Candover Investments plc (the "Company")
13 March 2009
Further to recent press speculation, the board of directors of the Company
confirms it has received indicative expressions of interest covering a range of
options for the business including potential offers for the Company.
The Company expects to enter into preliminary discussions with selected parties
but emphasises that there can be no certainty as to the outcome of such
discussions.
Further announcements will be made in due course as appropriate.

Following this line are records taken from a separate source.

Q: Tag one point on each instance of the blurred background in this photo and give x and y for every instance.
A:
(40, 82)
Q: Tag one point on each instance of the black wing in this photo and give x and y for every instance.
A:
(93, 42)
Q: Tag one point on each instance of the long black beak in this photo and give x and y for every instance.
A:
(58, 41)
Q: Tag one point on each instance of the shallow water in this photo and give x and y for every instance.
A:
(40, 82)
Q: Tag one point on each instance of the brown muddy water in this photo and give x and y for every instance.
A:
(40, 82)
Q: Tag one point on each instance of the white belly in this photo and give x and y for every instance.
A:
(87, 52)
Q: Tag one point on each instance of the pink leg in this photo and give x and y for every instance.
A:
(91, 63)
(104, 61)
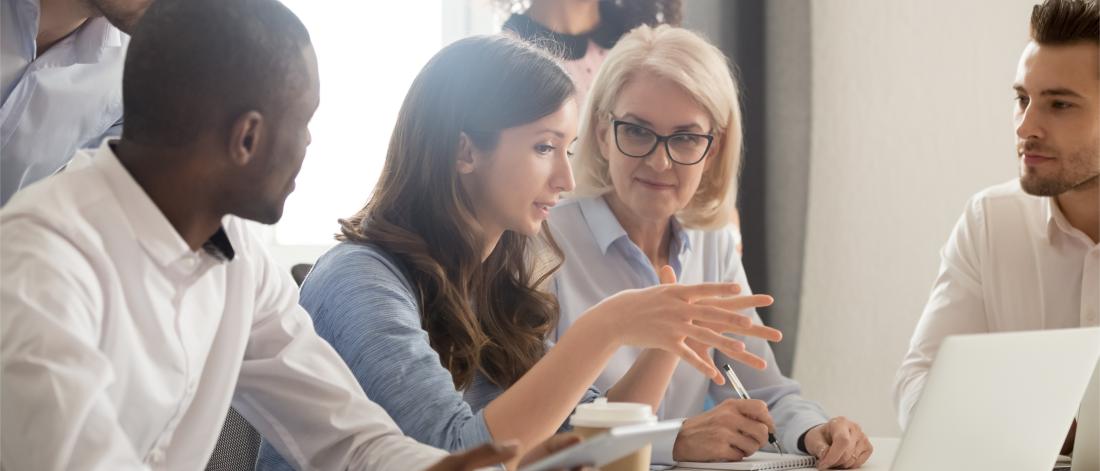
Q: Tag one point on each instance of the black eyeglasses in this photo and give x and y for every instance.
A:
(682, 148)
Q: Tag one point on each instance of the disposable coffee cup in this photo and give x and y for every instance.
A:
(597, 417)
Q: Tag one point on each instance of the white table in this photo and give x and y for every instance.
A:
(884, 449)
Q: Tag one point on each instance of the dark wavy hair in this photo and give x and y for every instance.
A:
(631, 13)
(487, 317)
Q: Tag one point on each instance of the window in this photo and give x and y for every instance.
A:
(367, 53)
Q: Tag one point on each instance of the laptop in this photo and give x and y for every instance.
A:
(1087, 444)
(999, 401)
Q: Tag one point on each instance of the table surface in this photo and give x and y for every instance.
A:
(884, 449)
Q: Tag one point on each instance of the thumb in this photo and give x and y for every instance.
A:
(668, 275)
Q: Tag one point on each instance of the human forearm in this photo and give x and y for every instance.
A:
(647, 380)
(536, 405)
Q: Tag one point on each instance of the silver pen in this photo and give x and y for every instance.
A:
(739, 389)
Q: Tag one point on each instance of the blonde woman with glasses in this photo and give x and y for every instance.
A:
(656, 166)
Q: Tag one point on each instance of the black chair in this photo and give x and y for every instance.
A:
(299, 272)
(238, 446)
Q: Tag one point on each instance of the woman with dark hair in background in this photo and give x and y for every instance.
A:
(582, 31)
(433, 297)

In accordance with Rule 2.10 of the City Code on Takeovers and Mergers, the
Company confirms that it has 21,778,580 ordinary shares of 25 pence each in
issue as at the close of business on 12 March 2009. The ISIN reference for
these securities is GB0001713154.
For further information, please contact:
Lexicon Partners 020 7653 6000
Matthew Lindsey-Clark
Merrill Lynch 020 7628 1000
David Melvin
Henrietta Baldock
Merrill Lynch International is acting as financial adviser and corporate broker
to the Company and no one else in connection with the matters described in this
announcement and will not be responsible to anyone other than the Company for
providing the protections afforded to clients of Merrill Lynch nor for giving
advice in relation to the matters described in this announcement.
Lexicon Partners is acting as financial adviser to the Company and no one else
in connection with the matters described in this announcement and will not be
responsible to anyone other than the Company for providing the protections
afforded to clients of Lexicon Partners nor for giving advice in relation to
the matters described in this announcement.

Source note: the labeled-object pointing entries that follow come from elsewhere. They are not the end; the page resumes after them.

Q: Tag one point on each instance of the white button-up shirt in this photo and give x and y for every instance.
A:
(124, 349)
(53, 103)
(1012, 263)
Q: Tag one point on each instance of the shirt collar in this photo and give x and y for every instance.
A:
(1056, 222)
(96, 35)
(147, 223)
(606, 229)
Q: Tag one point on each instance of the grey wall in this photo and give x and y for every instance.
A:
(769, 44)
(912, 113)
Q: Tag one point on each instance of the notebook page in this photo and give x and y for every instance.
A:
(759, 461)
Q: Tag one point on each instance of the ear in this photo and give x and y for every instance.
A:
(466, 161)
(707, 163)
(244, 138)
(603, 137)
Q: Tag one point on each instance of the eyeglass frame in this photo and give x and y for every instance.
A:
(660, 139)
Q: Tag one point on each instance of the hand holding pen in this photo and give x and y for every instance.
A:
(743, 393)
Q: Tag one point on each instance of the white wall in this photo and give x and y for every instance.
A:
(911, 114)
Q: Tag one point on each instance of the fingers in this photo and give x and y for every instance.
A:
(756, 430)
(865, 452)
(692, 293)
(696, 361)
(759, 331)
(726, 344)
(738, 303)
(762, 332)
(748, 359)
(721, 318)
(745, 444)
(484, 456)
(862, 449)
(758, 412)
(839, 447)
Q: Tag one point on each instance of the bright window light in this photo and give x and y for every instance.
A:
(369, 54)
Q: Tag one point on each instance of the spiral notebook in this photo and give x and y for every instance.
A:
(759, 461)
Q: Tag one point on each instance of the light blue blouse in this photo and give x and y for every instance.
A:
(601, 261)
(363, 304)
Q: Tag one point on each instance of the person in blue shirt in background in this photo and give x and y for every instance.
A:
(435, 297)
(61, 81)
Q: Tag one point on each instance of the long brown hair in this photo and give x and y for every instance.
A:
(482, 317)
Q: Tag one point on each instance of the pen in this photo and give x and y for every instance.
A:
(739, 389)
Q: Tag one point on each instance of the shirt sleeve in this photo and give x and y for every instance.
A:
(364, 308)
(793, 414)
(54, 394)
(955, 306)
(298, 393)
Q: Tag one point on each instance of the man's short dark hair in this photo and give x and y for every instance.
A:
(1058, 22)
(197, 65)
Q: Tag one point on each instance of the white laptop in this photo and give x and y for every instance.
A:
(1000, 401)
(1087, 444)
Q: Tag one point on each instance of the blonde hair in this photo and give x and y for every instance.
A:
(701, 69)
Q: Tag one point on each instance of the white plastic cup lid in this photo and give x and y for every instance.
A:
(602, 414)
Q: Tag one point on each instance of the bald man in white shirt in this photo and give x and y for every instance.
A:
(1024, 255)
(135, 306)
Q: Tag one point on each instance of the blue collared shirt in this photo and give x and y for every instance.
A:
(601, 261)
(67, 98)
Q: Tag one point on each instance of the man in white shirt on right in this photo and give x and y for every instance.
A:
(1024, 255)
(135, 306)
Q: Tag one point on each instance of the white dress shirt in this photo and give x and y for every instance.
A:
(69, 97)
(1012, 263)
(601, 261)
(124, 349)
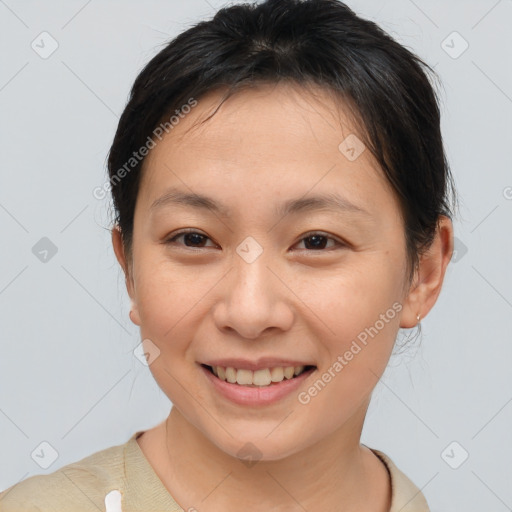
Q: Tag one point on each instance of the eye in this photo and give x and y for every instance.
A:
(317, 241)
(314, 241)
(195, 238)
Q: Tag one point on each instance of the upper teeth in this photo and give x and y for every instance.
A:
(262, 377)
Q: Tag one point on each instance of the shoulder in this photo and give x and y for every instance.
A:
(405, 495)
(78, 486)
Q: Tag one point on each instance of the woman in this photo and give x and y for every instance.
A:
(282, 210)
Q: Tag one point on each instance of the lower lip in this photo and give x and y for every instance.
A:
(245, 395)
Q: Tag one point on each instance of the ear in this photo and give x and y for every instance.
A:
(117, 243)
(429, 276)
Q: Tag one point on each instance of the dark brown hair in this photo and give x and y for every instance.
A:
(310, 42)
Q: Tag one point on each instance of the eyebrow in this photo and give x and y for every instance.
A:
(320, 202)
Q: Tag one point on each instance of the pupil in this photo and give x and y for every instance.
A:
(317, 238)
(196, 237)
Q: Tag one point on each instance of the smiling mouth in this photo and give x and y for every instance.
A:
(259, 378)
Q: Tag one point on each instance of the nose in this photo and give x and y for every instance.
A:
(254, 300)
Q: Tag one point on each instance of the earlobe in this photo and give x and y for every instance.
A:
(429, 276)
(134, 315)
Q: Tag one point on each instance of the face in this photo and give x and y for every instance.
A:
(255, 284)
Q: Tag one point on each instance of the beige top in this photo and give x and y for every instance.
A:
(121, 479)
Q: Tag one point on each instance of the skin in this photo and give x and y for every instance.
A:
(204, 301)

Dealing Disclosure Requirements
Under the provisions of Rule 8.3 of the Takeover Code (the "Code"), if any
person is, or becomes, "interested" (directly or indirectly) in 1% or more of
any class of "relevant securities" of the offeree company, all "dealings" in
any "relevant securities" of that company (including by means of an option in
respect of, or a derivative referenced to, any such "relevant securities") must
be publicly disclosed by no later than 3.30 pm (London time) on the London
business day following the date of the relevant transaction. This requirement
will continue until the date on which an offer becomes, or is declared,
unconditional as to acceptances, lapses or is otherwise withdrawn or on which
the "offer period" otherwise ends. If two or more persons act together pursuant
to an agreement or understanding, whether formal or informal, to acquire an
"interest" in "relevant securities" of the offeree company, they will be deemed
to be a single person for the purpose of Rule 8.3.
Under the provisions of Rule 8.1 of the Code, all "dealings" in "relevant
securities" of the offeree company by an offeror or the offeree company, or by
any of their respective "associates", must be disclosed by no later than 12.00
noon (London time) on the London business day following the date of the
relevant transaction.
A disclosure table, giving details of the companies in whose "relevant
securities" "dealings" should be disclosed, and the number of such securities
in issue, can be found on the Takeover Panel's website at
www.thetakeoverpanel.org.uk .
"Interests in securities" arise, in summary, when a person has long economic
exposure, whether conditional or absolute, to changes in the price of
securities. In particular, a person will be treated as having an "interest" by
virtue of the ownership or control of securities, or by virtue of any option in
respect of, or derivative referenced to, securities.
Terms in quotation marks are defined in the Code, which can also be found on
the Panel's website. If you are in any doubt as to whether or not you are
required to disclose a "dealing" under Rule 8, you should consult the Panel.